Peer and lifestyle support
“It’s down to the basics,” Gormley said about the class. “It’s not a fad diet. We are changing little things about nutrition, looking at portion sizes, eating more whole foods and less processed foods, eating out less — all those good things that help ensure overall healthier eating patterns.”
“There was lots of information and we had lots of discussions,” Smith said. “And after the first three months, my A1C dropped to 5.8 percent.”
For him, portion sizing made a big difference.
“I’d take a half a cup, and I’d look at it, and it made me realize how much less it was compared to what I was getting before, probably two cups,” Smith stressed.
He also followed the 50/25/25 rule: fill half your plate with fruits and vegetables, leaving the rest for equal parts protein and starch.
“That was the thing: I was watching what I was eating, not necessarily calorie counting,” he said.
Smith found other tricks that helped him change his habits, like putting snacks on the third shelf so he’d have to reach for them rather than having them right in front of his face. And though he didn’t drink much soda before, he did increase his water intake.
He was able to reinforce the changes with support from family and his classmates.
In this together
“I truly enjoyed Julie (Gormley) and all the people in our class because they were really helpful in changing my life,” he said. “They helped me realize what I should and shouldn’t be doing and getting away from the things that got me where I was before I did this class.”
One of those changes was physical fitness. Smith now does 45 to 60 minutes of physical activity five days a week.
“I’ve seen a really big difference,” he said. “I’ve got more stamina and I don’t get as tired if I’m walking around with my wife.”
Smith finished the program having lost about 32 pounds — an 11 percent weight loss of his initial weight. He also lowered his A1C levels to 5.5 percent — into the normal range.
“I don’t think I could have done this on my own,” Smith said.

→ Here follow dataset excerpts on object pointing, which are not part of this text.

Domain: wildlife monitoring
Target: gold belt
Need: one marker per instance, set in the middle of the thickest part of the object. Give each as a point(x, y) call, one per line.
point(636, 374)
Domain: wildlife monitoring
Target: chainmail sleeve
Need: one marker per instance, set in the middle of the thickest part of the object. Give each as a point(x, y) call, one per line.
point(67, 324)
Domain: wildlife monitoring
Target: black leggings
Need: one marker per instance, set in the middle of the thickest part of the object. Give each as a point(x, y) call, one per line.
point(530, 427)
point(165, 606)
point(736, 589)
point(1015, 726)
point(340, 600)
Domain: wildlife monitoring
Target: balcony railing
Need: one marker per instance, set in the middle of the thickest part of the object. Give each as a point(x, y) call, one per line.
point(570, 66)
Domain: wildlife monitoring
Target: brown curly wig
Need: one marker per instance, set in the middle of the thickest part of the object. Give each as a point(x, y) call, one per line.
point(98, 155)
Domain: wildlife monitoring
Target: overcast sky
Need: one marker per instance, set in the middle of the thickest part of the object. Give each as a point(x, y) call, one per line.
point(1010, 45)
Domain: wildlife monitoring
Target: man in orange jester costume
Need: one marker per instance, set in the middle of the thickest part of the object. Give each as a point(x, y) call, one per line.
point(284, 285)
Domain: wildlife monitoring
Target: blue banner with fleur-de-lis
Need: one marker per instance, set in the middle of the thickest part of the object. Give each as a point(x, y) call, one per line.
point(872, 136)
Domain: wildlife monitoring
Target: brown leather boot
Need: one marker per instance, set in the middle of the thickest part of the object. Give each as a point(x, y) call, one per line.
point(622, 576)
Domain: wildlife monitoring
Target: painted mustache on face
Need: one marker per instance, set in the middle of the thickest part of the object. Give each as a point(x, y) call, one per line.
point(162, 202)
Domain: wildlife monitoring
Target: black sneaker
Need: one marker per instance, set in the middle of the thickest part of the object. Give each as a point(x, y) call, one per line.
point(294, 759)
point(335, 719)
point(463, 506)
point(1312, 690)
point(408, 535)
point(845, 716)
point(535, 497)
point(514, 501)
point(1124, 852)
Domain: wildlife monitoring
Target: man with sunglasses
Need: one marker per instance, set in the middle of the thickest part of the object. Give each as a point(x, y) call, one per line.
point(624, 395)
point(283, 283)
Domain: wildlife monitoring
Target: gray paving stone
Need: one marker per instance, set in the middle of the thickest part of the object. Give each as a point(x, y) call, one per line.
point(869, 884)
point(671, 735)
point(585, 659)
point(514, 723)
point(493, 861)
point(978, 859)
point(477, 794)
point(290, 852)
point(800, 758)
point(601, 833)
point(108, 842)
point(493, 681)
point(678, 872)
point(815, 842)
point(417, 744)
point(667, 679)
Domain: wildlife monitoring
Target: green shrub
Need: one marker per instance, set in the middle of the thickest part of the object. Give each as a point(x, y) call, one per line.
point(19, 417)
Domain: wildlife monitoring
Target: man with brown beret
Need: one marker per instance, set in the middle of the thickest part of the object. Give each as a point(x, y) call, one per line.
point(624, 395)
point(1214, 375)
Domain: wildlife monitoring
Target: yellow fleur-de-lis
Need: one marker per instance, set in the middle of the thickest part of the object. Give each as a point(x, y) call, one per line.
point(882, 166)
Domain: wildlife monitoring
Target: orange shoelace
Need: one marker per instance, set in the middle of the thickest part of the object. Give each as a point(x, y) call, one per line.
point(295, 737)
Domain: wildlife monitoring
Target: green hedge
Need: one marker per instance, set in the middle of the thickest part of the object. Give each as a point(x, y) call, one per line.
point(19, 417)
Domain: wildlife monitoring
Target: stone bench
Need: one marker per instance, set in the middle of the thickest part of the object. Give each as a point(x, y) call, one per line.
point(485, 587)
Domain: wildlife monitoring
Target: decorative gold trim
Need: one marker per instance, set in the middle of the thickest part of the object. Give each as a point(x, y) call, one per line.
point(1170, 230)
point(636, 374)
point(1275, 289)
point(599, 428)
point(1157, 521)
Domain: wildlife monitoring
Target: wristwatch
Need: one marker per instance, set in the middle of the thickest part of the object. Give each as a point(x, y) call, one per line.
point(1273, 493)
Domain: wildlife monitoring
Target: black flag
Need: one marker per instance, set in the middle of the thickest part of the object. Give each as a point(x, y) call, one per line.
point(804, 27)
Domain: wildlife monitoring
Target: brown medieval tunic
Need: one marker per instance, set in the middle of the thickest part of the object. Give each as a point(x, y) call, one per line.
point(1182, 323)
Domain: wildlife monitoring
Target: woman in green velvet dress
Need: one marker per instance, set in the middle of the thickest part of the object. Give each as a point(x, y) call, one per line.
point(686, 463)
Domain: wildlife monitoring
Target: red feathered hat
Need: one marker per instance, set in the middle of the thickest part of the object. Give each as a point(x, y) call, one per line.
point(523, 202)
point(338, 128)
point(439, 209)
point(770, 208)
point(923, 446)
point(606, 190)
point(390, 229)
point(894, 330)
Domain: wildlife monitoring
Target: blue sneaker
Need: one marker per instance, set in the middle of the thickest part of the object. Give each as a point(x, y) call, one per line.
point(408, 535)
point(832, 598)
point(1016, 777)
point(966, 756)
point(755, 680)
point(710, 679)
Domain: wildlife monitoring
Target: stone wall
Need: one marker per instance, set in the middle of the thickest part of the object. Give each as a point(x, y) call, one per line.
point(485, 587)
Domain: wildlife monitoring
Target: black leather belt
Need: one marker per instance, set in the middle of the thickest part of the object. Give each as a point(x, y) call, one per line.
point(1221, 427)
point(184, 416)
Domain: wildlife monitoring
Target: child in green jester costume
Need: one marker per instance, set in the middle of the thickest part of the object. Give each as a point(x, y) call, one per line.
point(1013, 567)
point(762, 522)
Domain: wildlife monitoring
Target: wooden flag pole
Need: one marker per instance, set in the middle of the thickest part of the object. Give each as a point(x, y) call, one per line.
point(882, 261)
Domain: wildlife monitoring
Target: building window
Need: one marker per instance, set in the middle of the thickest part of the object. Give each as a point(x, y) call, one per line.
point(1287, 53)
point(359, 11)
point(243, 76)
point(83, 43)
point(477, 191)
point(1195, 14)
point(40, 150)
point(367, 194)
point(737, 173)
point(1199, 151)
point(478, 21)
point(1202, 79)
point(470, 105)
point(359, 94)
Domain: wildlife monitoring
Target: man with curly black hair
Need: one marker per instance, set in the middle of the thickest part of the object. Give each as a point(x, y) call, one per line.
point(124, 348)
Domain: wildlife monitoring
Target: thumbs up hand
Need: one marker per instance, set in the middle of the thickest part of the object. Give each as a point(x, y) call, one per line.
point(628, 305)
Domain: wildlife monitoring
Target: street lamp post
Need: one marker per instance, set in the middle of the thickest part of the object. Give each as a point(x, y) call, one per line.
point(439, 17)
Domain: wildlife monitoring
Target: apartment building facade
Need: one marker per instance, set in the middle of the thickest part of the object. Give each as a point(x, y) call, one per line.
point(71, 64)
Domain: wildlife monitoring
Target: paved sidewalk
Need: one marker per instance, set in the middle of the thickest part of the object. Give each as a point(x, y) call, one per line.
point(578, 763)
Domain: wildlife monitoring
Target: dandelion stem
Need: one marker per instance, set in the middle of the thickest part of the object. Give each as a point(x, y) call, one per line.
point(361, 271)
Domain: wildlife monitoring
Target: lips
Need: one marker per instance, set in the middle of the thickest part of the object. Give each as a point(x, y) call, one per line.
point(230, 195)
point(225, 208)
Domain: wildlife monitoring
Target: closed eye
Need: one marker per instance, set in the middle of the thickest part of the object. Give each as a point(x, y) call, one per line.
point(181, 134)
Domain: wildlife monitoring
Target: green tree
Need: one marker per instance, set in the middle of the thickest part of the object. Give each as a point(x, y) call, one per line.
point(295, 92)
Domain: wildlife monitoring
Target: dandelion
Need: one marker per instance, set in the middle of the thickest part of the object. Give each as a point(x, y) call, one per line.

The UCHealth Diabetes and Medical Nutrition Therapy at UCHealth Poudre Valley Hospital in Fort Collins is a 25-year American Diabetes Association-recognized diabetes education program. And since its inception, has expanded to UCHealth Medical Center of the Rockies in Loveland and Greeley Medical Clinic. It is the only recognized program in northern Colorado, and has the only CDC-recognized prevention (DPP) program. It was also the first in the nation to become a DPP Medicare provider.
These recognitions mean that the program has met rigorous American Diabetes Association standards for curriculum and the delivery of diabetes education and support.